In the view of many legal scholars, the Military Commissions Act throws open the door for the use of secret evidence, coercive and even torturous interrogation tactics, and, perhaps most seriously, suspends habeas corpus for noncitizens, including legal residents. A cornerstone of the American justice system, habeas corpus is the legal doctrine allowing prisoners to challenge their confinement in court.
Even though al-Marri could now be tried by a military commission, there’s no guarantee of that actually happening. And it’s not clear that a military commission would try al-Marri in a transparent, public process.
The problem, says Hillman, the Rutgers professor, is that the Military Commissions Act, in contrast to the rules governing criminal prosecutions, sets no timeline for bringing charges. “If the MCA stands as written, the U.S. government has little motivation to move forward in pressing charges,” argues Hillman. “I hope that political pressure will intervene and force a solution, but the legal situation under the MCA gives detainees like al-Marri no reason to hope for either release or trial.”
There are two ways to look at the al-Marri narrative. He may truly be the cunning, ruthless character the government has made him out to be. Or he may not. Without an open, public trial, we’ll never know whether al-Marri really is a terrorist, whether he truly was collaborating with Bin Laden’s minions when the towers dropped.
Hafetz says his client is eager to have his day in criminal court. “If they have evidence to prove these guys are who they say there, why are they so afraid to go in front of a judge? They’re running scared of having a court hearing.

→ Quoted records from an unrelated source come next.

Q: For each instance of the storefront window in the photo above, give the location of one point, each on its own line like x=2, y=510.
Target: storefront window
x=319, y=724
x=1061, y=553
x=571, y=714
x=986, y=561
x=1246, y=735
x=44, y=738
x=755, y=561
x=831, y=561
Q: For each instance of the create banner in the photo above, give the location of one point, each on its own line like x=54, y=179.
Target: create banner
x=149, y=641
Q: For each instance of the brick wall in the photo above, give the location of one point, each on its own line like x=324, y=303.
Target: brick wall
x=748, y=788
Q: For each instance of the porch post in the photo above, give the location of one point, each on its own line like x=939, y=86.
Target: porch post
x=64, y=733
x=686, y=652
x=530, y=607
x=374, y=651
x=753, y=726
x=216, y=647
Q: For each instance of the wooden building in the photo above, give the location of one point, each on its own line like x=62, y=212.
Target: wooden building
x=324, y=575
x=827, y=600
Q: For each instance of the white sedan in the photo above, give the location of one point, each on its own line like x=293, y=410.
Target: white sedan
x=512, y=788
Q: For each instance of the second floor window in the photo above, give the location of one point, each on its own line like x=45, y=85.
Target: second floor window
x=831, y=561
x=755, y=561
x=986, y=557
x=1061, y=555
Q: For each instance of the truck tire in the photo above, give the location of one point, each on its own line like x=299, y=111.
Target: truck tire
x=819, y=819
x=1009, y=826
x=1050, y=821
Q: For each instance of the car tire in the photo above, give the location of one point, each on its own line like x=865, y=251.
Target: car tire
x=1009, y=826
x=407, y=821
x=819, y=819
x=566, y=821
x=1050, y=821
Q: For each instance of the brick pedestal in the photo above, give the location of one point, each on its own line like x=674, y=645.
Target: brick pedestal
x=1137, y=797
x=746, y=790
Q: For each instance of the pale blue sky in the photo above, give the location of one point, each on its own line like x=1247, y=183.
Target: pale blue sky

To me that speaks volumes,” he says. “Part of the purpose of a trial is to get the truth out, to expose what happened.”
The case “raises fundamental questions about America and how it values its traditions,” Hafetz continues. “Since the nation’s founding, we’ve held that people accused of a crime deserve a trial.”
When Ali Saleh Kahlah al-Marri closes his eyes in his blank-walled cell, under the surveillance camera, what does he dream about?
We can’t tell you.
Based in San Francisco, A. C. Thompson is a staff writer with SF Weekly, and co-author, with Trevor Paglen, of “Torture Taxi: On the Trail of the CIA’s Rendition Flights.”